Senz’altro la manifestazione ectomplasmica maggiormente accertata, con tanto di testimonianze di avvistamenti collocabili entro l’ultimo ventennio, la figura del soldato spagnolo Guiscardo de la Portes fece la sua prima comparsa nel 1975, dinnanzi allo sguardo incredulo di un custode di nome Pasquale Messina che si era fermato sotto le alte mura per fumare una sigaretta. Al fine di narrare, con voce appropriatamente stentorea, il triste epilogo della sua vita in terra. Giunto sull’isola di Sicilia con l’esercito personale di re Martino I assieme al resto delle armate che dovevano sedare la ribellione dei Chiaramonte, egli si era infatti innamorato di una splendida fanciulla locale, di nome Esmeralda, che lo ricambiò immediatamente. Pur essendo, per la terribile sfortuna di entrambi, estremamente desiderata anche da un malvagio possidente identificato come Don Martinez, che cercando di riprendersela fece inseguire dai suoi sgherri i due per l’intera regione, in una serie drammatica di eventi destinati a concludersi con la morte di lui, per una caduta da cavallo. Evento prima del quale, malauguratamente, egli fece il grave errore di imprecare maledicendo Dio e la Provvidenza, ragion per cui il suo spirito fu condannato a vagare in eterno; proprio lì, tra le alte mura del castello manfredonico, dove si dice che Martinez l’avesse fatto seppellire in segreto. Nessuna fonte, nel frattempo, narra del destino della povera Esmeralda, che possiamo tuttavia facilmente immaginare, ahimé.
Ma la storia, nonostante tali e tante sofferenze della complessa vicenda umana, non può certo fare in modo di fermarsi.
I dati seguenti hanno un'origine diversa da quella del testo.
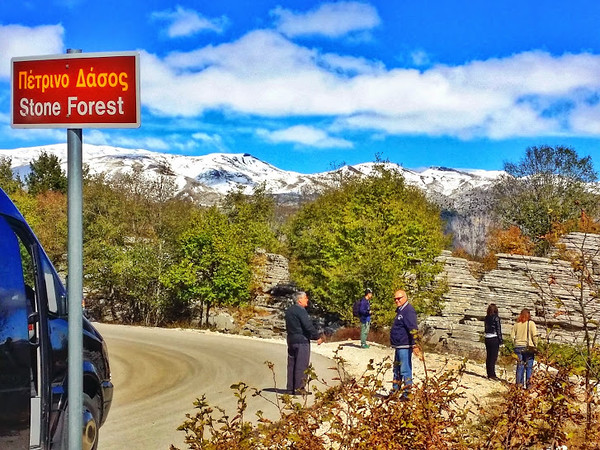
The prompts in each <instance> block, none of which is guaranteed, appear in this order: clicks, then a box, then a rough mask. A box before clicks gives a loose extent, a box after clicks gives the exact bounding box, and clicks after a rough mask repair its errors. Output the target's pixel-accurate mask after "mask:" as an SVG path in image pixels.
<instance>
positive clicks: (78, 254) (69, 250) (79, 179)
mask: <svg viewBox="0 0 600 450" xmlns="http://www.w3.org/2000/svg"><path fill="white" fill-rule="evenodd" d="M67 53H81V50H73V49H69V50H67ZM81 137H82V131H81V128H79V129H67V179H68V192H67V199H68V203H67V217H68V235H69V241H68V248H67V254H68V270H69V278H68V285H67V296H68V301H69V383H68V395H69V400H68V401H69V423H68V425H69V449H71V450H78V449H80V448H81V447H82V441H83V438H82V430H83V309H82V305H81V302H82V299H83V189H82V184H83V182H82V138H81Z"/></svg>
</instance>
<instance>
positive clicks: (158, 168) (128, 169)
mask: <svg viewBox="0 0 600 450" xmlns="http://www.w3.org/2000/svg"><path fill="white" fill-rule="evenodd" d="M44 151H45V152H47V153H49V154H54V155H56V156H57V157H58V158H59V159H60V161H61V165H62V168H63V169H64V170H65V171H66V170H67V145H66V144H53V145H47V146H41V147H29V148H19V149H14V150H0V157H3V156H4V157H9V158H11V159H12V168H13V171H14V172H15V173H18V174H19V175H20V176H21V178H23V177H24V176H25V175H27V174H28V173H29V163H30V161H32V160H33V159H35V158H37V157H38V156H39V155H40V153H41V152H44ZM83 162H84V164H87V165H88V166H89V169H90V172H92V173H99V172H105V173H108V174H116V173H119V172H129V171H131V170H132V168H133V167H134V165H136V164H139V165H141V167H142V169H143V172H144V174H146V175H147V176H152V175H156V176H158V175H168V176H173V177H174V181H175V184H176V186H177V189H178V190H179V192H182V193H186V194H189V195H192V196H195V195H194V194H202V195H203V196H206V194H212V195H213V197H214V198H218V197H219V196H220V195H223V194H225V193H227V192H228V191H230V190H231V189H232V188H234V187H236V186H242V187H244V188H245V190H246V192H251V190H252V188H253V187H254V186H256V185H257V184H259V183H265V185H266V187H267V189H268V190H270V191H271V192H272V193H274V194H278V195H286V194H288V195H290V194H291V195H298V194H301V193H302V192H307V191H309V192H310V191H315V190H316V189H318V188H319V186H322V185H323V184H326V183H328V182H329V181H328V180H331V179H332V177H335V175H336V174H337V173H339V171H342V172H344V173H355V174H364V175H367V174H369V173H370V172H371V171H372V170H373V168H374V166H375V163H363V164H357V165H354V166H345V167H343V168H341V169H337V170H335V171H329V172H322V173H316V174H301V173H298V172H292V171H286V170H281V169H279V168H277V167H275V166H273V165H271V164H268V163H266V162H264V161H261V160H259V159H257V158H255V157H253V156H252V155H250V154H248V153H211V154H208V155H203V156H185V155H173V154H168V153H157V152H151V151H148V150H142V149H136V150H131V149H123V148H117V147H110V146H102V145H90V144H85V143H84V144H83ZM386 165H388V166H389V167H390V168H395V169H396V170H399V171H400V172H401V173H402V174H403V175H404V177H405V179H406V181H407V183H409V184H411V185H415V186H418V187H420V188H421V189H423V190H424V191H425V192H426V193H427V194H428V195H429V196H430V197H432V198H436V197H438V198H439V196H442V197H448V198H453V197H455V196H460V195H461V194H462V193H464V192H466V191H470V190H472V189H474V188H481V187H485V186H488V185H489V184H490V183H491V182H492V181H493V180H494V179H495V178H497V177H498V176H499V175H500V174H501V173H502V172H500V171H485V170H457V169H448V168H444V167H430V168H427V169H425V170H422V171H416V170H410V169H405V168H403V167H401V166H398V165H396V164H393V163H386Z"/></svg>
Le possenti fortezze di un tempo, attraverso il trascorrere dei secoli, mutano e diventano chiese, carceri, quindi attrazioni turistiche o in casi particolarmente sfortunati, semplici macerie prive di echi o qualsivoglia ragione per far rumore. E chi può veramente dire di sapere, allora, quale fine facciano i fantasmi contenuti all’interno?